Large-scale exome analyses reveal new rare variant contributions in amyotrophic lateral sclerosis
Building a harmonized ALS exome dataset for rare variant analysis
To identify rare coding variants involved in ALS, we harmonized 18 whole-exome (WXS) and whole-genome (WGS) sequencing datasets into a discovery cohort totaling 94,545 people. All data were realigned uniformly to GRCh38 and called jointly using the functional equivalence pipeline10,11, substantially reducing technical variation (Supplementary Fig. 1a). Moreover, the distributions of exome-wide URV counts were aligned between ancestry-matched WGS (Project MinE) and WXS (UK Biobank) samples, indicating that sequencing technologies were comparable after joint processing and quality control (Supplementary Fig. 1b). Following strict filtering, the final dataset comprised 13,138 unrelated cases and 69,775 controls of predominantly European ancestry, with 5,207,138 variants (2,367,861 predicted moderate or high impact; Supplementary Figs. 2–4).

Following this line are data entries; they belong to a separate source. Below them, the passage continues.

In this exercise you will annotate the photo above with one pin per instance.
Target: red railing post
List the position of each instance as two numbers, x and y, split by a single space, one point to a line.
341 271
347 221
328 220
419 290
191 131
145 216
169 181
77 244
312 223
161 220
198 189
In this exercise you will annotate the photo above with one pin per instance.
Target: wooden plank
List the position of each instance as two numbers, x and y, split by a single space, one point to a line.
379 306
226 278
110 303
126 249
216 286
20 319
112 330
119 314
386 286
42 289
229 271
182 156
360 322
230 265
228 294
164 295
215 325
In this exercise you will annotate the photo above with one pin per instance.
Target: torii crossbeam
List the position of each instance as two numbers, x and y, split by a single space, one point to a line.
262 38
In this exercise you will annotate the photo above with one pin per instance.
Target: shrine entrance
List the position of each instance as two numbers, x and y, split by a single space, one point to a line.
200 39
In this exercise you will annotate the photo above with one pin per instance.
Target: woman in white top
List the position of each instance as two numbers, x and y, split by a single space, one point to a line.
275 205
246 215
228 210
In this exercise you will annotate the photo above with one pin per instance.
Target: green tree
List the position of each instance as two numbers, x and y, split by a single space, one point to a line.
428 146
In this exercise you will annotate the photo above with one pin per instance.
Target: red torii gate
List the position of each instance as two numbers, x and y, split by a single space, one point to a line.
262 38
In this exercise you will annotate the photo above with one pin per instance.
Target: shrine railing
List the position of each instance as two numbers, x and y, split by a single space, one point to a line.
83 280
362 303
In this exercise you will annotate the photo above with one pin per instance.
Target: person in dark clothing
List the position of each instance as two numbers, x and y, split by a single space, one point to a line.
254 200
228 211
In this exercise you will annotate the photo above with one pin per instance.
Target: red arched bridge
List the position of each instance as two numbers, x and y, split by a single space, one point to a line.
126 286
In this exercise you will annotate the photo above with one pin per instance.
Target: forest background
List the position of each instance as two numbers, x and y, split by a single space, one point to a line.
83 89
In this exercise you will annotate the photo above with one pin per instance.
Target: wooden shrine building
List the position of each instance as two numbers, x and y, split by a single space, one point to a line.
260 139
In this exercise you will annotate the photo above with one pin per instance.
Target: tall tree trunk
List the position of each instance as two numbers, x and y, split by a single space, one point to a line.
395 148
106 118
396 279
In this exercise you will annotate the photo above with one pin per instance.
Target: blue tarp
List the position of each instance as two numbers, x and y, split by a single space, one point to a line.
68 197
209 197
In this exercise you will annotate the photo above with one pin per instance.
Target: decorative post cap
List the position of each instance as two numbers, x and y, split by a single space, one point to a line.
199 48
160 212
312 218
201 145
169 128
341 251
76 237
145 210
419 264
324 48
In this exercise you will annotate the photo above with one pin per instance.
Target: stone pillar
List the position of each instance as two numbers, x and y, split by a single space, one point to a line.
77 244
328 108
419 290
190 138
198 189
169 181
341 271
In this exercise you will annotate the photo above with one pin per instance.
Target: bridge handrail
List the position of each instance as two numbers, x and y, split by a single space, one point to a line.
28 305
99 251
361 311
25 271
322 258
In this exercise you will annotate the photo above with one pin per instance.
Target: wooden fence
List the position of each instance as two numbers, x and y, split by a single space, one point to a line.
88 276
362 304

Rare single-variant analyses identify five new risk variants and largely recapitulate known rare variant architecture of ALS
We conducted single-variant analyses of 272,925 rare variants that fell within our testable minor allele frequency (MAF) range (5 × 10−5 < MAF < 0.05) while also satisfying variant effect prediction criteria of either moderate- (missense mutations, in-frame deletions and untranslated region (UTR) truncations) or high-impact (nonsense, splice acceptor/donor and frameshift mutations) annotations. For each variant, we used Firth’s logistic regression to test for an association between ALS status and minor allele count (MAC), adjusting for sex, ten principal components (PCs) and the total number of rare synonymous variants in each person12,13. The resulting test statistics showed no systematic inflation, indicating no residual confounding (λ1,000 = 1.01), and significant variants passed subsequent validation and sensitivity analyses (Extended Data Fig. 1a,b).
We identified 15 exome-wide significant variants across 11 distinct genes (P < 1.83 × 10−7; Fig. 1a, Table 1, Extended Data Table 1, Extended Data Figs. 1 and 2 and Supplementary Data 1), for all of which the minor allele was associated with increased ALS risk (Fig. 1c). Among the 15 associated variants, 10 were located in genes previously shown to be related to ALS: SOD1, CFAP410, NEK1, KIF5A, FUS and TBK1 (Fig. 1a and Extended Data Table 1). The remaining five have not been reported previously in ALS (Table 1). These encompass intermediate frequency variants with modest effect size, including HTR3C p.T186A (odds ratio (OR) = 3.41, P = 1.87 × 10−8) and YKT6 p.Y64C (OR = 2.84, P = 9.08 × 10−8) as well as rare variants with high effect size, including GBGT1 p.R152L (OR = 26.9, P = 1.68 × 10−10), CAPN2 p.I530V (OR = 25.3, P = 3.66 × 10−9), and KNTC1 p.W287R (OR = 27.7, P = 1.07 × 10−7).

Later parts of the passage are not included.